Rings of rings of molecules: how they stretch and twist, and what they can be used for
L. Tubiana, F. Ferrari, E. Orlandini “Circular polycatenanes: Supramolecular structures with topologically tunable properties“, Phys. Rev. Lett (2022).
Press-release: Italian / English
The polymers that make up our bodies, such as proteins and DNA, are molecules made up by small repeating units, held together by chemical bonds. Recently, chemistry research has developed techniques that make it possible to assemble supramolecular compounds held together not by chemical bonds, but by mechanical bonds, like the rings of a chain. Among these are, for example, polycatenanes, compounds whose chemical and physical properties exceed those of polymers. Polycatenanes had already attracted some attention in 2016, when Jean-Pierre Sauvage, Sir J. Fraser Stoddart and Bernard L. Feringa were awarded the Nobel Prize for Chemistry for their studies on molecular machines. The scientific interest for the subject is growing, but so far scientists focused only on linear polycatenanes and almost no one had yet thought of closing the chains into rings of rings and observe their behaviour.

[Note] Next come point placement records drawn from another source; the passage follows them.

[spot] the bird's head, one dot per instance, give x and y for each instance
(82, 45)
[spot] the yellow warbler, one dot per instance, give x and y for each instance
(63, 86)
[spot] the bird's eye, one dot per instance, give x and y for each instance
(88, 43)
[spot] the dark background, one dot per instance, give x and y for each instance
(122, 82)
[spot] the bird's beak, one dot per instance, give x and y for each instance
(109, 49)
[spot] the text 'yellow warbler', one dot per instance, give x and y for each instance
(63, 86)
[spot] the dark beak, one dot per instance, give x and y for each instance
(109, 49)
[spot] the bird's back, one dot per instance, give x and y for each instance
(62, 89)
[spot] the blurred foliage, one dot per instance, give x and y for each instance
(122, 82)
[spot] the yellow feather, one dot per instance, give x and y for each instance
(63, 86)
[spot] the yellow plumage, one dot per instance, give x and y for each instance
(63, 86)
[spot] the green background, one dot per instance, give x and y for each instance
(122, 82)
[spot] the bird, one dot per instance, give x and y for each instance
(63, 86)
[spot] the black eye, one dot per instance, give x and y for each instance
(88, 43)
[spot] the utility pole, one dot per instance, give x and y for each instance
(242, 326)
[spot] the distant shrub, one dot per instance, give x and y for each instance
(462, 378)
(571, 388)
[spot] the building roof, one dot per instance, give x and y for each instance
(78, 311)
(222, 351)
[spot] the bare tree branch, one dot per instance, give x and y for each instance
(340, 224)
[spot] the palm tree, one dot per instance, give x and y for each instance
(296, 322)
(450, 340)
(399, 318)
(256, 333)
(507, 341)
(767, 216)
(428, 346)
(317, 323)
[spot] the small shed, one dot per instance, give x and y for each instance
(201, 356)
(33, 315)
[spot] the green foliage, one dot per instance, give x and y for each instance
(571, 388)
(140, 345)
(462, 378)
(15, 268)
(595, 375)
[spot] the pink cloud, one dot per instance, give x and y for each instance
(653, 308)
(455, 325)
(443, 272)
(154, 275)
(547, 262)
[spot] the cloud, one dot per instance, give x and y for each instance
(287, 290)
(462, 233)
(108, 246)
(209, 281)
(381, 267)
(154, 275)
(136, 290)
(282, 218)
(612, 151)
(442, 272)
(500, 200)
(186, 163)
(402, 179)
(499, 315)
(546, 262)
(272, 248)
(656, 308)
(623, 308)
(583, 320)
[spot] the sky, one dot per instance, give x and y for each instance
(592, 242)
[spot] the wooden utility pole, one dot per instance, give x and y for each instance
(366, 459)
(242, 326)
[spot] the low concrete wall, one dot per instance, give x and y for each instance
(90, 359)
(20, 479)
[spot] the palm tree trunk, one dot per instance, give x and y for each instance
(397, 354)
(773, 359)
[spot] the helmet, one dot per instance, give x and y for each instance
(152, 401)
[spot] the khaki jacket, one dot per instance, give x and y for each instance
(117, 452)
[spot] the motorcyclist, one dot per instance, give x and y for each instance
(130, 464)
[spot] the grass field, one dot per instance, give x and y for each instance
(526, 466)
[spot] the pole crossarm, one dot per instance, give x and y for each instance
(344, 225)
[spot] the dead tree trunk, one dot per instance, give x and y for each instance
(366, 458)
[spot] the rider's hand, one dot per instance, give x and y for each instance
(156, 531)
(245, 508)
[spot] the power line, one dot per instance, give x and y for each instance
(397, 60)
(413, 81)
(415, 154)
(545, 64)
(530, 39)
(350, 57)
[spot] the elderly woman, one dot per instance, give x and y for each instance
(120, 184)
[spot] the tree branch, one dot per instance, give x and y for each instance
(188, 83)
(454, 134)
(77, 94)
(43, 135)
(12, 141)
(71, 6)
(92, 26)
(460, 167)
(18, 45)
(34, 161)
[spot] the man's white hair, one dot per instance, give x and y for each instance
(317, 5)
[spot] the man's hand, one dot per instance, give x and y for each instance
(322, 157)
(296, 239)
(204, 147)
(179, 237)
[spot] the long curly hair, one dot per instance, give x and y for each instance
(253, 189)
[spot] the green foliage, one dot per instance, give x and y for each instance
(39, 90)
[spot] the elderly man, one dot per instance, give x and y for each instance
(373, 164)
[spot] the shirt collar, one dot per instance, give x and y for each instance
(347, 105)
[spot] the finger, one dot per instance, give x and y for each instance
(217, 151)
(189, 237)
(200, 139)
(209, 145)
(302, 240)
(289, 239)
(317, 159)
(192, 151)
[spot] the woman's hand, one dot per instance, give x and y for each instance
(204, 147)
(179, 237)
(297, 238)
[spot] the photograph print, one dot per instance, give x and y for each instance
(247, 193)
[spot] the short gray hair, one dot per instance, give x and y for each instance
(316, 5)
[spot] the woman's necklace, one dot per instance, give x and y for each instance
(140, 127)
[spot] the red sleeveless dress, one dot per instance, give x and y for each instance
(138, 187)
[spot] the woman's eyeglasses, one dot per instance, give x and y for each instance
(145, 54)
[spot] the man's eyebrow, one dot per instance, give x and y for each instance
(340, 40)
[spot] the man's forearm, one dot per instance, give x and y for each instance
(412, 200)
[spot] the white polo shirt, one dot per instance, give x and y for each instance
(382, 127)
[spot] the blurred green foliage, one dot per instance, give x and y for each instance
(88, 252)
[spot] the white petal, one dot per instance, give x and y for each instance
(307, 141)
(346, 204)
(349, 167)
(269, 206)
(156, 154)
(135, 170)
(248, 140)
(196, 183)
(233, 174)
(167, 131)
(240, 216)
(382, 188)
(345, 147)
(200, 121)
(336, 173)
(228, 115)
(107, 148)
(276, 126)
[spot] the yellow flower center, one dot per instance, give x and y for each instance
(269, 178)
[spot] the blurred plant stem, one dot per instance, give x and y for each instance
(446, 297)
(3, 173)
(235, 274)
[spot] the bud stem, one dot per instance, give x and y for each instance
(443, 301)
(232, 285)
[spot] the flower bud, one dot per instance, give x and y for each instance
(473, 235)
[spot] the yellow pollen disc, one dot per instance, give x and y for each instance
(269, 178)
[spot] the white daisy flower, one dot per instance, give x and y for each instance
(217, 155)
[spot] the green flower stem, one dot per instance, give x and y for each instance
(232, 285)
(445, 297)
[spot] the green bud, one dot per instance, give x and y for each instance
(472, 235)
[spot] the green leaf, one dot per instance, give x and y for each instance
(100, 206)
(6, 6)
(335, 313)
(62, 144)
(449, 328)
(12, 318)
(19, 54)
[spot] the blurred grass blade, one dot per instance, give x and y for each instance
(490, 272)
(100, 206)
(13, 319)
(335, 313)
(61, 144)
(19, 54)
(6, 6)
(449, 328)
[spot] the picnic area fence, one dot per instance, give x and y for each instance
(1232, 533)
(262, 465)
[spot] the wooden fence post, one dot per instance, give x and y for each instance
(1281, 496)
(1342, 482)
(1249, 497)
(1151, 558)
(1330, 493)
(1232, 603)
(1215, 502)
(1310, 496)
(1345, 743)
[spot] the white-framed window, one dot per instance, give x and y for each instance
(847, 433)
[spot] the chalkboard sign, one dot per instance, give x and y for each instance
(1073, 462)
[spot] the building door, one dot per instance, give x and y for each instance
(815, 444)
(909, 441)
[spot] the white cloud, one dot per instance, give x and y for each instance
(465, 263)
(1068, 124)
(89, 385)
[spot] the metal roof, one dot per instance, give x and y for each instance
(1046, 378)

In this article we studied the consequences of circularising linear polycatenanes such that they topologically trap different amount of twist. Our results show that circular polycatenanes have physical and geometrical properties very similar to those of double stranded DNA rings. In particular, we demonstrate that one version of the Calugareanu-White-Fuller’s theorem on the connection of local and global properties holds for these structures too. In other words, what emerges from our theoretical study is that even in supramolecular structures, as in the physics of DNA, there is a connection between what occurs in a part of the structure and in its whole. The amount of twist of the polycatenanes and the degree of writhe – a measure of how much a curve entangles with itself – are closely connected to each other depending on the way in which the molecular chains are assembled. Something very similar occurs in double–stranded DNA rings where the sum of twist and writhe equals the number of times one strand is wrapped around the other.